Now airline schedules are as well padded as a thin starlet's bust, so when we landed I had 17 minutes to change concourses in Charlotte to catch my connecting flight. I don’t think we knocked anyone over as we flew through the airport, arrived at the gate about 11 minutes before departure (they close the little commuter flights 10 minutes before flight time so we were barely on time) only to be told that the flight had been delayed and in fact just that moment cancelled. I asked the nice lady what she could do and she said nothing and sent me to stand in line at customer service (I grumped at her, but it did no good.) The line at the service desk was not long, but everyone ahead of me was furious. When I got to the desk I looked at the nice young man and said, “I know if you could fix the weather, the plane, the crew or what ever is wrong you would have, but you can’t, what are my options for getting home to day I have been traveling since yesterday afternoon?” After suggesting a 7:45 PM flight (at 7:45 AM after I had been flying since 4:00 PM the day before) he said that they would fly into another city 90 miles from home and provide ground transportation to my home airport. I said that sounds ok, let’s give it a try. He said it would be faster if I went back to the gate and had them fix the ticket (back to the lady who 10 minutes before said she couldn’t help me, but he called her and now she could help me.) There were two flights leaving in the next couple of hours, I was placed as a standby on the first flight and confirmed on the second flight.

There were enough no shows that all of the standbys boarded the first flight. Then we all got off the plane, because the co-pilot was stuck in traffic on his way to the airport (lucky him.) About 45 minutes later a co-pilot was pulled from another flight, we re-boarded and the door was closed.

Believe it or not, this is then things get weird, and funny. The plane started to push back and there was this clatter and bit of a bump, I turned to the guy next to me and quipped “I hope the dog we just backed over will be ok.” The plane was pulled forward, stopped and started back again and this time it was more of a scraping and crunching sound. The plane came to a stop, the door to the cockpit flew open and the captain shouted at the flight attendant open the door and stormed off the plane. He went to inspect the carnage. We had backed into another plane, pulled forward and backed into it again. Parts were hanging loose from the splintered wing tips. He made a slashing gesture across his throat (never a good sign!) My best guess is that it will take six months for them to finish up the paperwork with the FAA. After about 10 minutes the co-pilot (undoubtedly wishing he was stuck in traffic or still on the plane he had been pulled off of) announced that we had experienced a little problem on the push back and we would need to deplane while they figured out what to do.

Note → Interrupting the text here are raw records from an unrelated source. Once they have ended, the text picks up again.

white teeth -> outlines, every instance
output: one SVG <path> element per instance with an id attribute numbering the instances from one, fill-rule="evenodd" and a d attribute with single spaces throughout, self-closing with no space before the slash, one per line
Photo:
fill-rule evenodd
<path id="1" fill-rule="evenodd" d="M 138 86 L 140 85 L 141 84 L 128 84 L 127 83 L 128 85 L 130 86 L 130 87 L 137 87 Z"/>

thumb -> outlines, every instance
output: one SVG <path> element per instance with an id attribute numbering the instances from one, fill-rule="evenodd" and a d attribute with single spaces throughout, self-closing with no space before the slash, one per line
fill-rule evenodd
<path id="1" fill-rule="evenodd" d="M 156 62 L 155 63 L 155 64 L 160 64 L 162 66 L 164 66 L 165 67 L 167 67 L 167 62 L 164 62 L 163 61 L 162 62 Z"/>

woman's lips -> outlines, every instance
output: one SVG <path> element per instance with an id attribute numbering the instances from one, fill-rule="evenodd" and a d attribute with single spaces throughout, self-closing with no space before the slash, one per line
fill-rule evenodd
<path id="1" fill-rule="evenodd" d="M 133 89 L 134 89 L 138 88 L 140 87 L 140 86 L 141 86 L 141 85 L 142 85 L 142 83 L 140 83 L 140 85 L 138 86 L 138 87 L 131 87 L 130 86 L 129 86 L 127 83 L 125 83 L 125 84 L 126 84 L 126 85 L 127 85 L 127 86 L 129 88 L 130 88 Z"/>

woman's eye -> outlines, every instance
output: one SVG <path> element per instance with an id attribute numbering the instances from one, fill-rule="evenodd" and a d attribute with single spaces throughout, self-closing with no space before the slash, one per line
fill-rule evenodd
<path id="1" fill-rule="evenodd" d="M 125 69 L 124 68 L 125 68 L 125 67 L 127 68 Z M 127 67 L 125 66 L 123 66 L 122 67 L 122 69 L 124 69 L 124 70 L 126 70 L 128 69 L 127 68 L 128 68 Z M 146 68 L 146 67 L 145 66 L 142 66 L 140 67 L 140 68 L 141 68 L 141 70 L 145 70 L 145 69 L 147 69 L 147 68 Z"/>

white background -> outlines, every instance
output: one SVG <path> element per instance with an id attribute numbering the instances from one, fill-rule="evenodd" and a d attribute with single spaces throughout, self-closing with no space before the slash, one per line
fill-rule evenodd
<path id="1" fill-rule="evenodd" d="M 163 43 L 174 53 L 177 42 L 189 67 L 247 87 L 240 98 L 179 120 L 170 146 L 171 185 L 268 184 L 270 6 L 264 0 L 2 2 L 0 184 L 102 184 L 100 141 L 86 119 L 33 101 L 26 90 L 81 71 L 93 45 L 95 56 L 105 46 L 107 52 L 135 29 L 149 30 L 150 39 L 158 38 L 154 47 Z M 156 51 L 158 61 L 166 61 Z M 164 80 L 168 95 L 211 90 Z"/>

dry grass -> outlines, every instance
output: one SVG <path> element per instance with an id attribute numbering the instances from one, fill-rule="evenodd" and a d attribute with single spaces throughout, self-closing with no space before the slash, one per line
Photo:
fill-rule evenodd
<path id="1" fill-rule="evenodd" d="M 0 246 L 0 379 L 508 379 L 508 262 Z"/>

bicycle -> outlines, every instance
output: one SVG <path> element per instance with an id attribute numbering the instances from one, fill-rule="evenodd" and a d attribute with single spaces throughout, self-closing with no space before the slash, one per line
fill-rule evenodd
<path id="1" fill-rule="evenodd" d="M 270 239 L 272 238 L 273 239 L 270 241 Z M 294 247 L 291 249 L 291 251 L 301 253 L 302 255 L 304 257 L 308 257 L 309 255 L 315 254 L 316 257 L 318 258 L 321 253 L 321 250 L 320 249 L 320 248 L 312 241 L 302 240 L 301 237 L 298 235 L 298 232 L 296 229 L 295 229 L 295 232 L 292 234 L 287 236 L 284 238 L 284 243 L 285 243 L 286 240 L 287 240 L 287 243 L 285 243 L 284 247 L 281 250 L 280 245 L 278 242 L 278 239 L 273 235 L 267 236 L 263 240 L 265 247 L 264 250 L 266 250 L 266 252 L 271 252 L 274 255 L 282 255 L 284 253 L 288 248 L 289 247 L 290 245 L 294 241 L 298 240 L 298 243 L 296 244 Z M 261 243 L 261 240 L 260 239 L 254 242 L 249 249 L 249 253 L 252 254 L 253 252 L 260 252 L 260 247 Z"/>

Suits and real workers descended on the scene. Accusations ensued including the literal pointing of fingers. After about 30 minutes the ground crew started unloading the baggage (not a good sign.) A few minutes later it was announced that they had cancelled someone else’s flight and that we would take their plane while they all went to stand in line at customer service. While we milled around the co-pilot started to walk away and I told him “you can’t leave us,” he said “I’ve just been transferred to another flight” (with a relieved look on his face.) Half an hour later another co-pilot was suited up and ready to go. I was back on my way to another city to eventually take a bus to my home airport. Oh yes, my luggage arrived about 30 minutes after the bus (on a different plane that I was never scheduled on.)